Ron English was once called “the Robin Hood of Madison Avenue” for his guerrilla attacks on billboard advertising. He put Hitler and Charles Manson’s faces on Apple’s “think different” posters. He’s mocked Camel cigarettes and McDonald’s hamburgers (“Over 50 billion super-sized. We’re lovin’ it”). He is the godfather of street art – Banksy’s spiritual papa, but more overtly political.

He is also a painter. In an exhibition that opens at the Elms Lesters Painting Rooms in May, English has produced a 50ft painting recreating Picasso’s Guernica, transforming the original Spanish civilian characters into Disney and Peanuts characters, soccer players and schoolchildren.

English, in his mid-forties, is a shaggy-haired survivor who grew up in smalltown Illinois. As a teen, he was into drugs and had a fight with Angus Young of AC/DC. He was on acid the day he was interviewed for a job at a factory. He got into bed with the enemy at the outset of his career, enrolling to study advertising at the University of Houston. His anticorporatism took root, he told me, when he realised that if he took a picture of his children’s Mickey Mouse nappies and made it into a poster, he would be infringing Disney’s copyright.

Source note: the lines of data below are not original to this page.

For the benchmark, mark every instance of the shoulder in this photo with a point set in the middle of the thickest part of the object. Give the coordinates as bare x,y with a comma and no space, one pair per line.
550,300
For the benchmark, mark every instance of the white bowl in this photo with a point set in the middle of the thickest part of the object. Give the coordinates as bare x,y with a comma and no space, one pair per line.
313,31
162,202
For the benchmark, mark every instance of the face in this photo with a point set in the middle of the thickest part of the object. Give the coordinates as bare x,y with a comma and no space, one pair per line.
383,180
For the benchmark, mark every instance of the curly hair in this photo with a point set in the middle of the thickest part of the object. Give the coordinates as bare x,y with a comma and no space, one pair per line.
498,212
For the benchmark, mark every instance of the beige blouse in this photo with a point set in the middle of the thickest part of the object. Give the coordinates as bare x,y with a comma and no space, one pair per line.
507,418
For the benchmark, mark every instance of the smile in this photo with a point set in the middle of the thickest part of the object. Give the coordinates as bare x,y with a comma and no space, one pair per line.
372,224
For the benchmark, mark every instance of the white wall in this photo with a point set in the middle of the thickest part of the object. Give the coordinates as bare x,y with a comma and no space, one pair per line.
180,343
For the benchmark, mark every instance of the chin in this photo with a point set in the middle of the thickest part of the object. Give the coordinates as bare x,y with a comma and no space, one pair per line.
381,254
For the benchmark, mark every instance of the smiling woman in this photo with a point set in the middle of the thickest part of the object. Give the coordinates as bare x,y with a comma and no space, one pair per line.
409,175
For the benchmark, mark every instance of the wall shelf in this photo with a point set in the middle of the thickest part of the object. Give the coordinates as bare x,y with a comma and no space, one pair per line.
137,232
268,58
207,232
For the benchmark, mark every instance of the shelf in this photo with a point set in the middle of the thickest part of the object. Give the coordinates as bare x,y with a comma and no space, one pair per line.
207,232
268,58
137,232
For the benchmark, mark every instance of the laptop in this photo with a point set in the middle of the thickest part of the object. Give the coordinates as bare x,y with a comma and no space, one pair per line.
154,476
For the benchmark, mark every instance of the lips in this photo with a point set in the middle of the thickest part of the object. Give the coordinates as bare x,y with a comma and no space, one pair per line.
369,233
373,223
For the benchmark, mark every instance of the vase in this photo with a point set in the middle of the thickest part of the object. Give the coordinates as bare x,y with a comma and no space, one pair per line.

English has painted topless Marilyn Monroes with Mickey-like faces for boobs; and a “Muslim Mickey” guaranteed to offend just about everyone. He told me he was “trying to reclaim culture, in the same way the earliest people were overwhelmed by the animals that killed them, so drew their images on cave walls to give them psychological power”.

The odd thing is, he has become part of the Establishment. He is famous, fêted, seemingly well-off – and not that anticorporate. He told me he used Kinko’s and Dell equipment. He let his children go to Burger King and “would rather wear Nikes than go barefoot”. He said he saw himself as an artist rather than activist: “The billboards are something I do at the weekends. It’s romantic to be an angry young man, but not an angry old man.”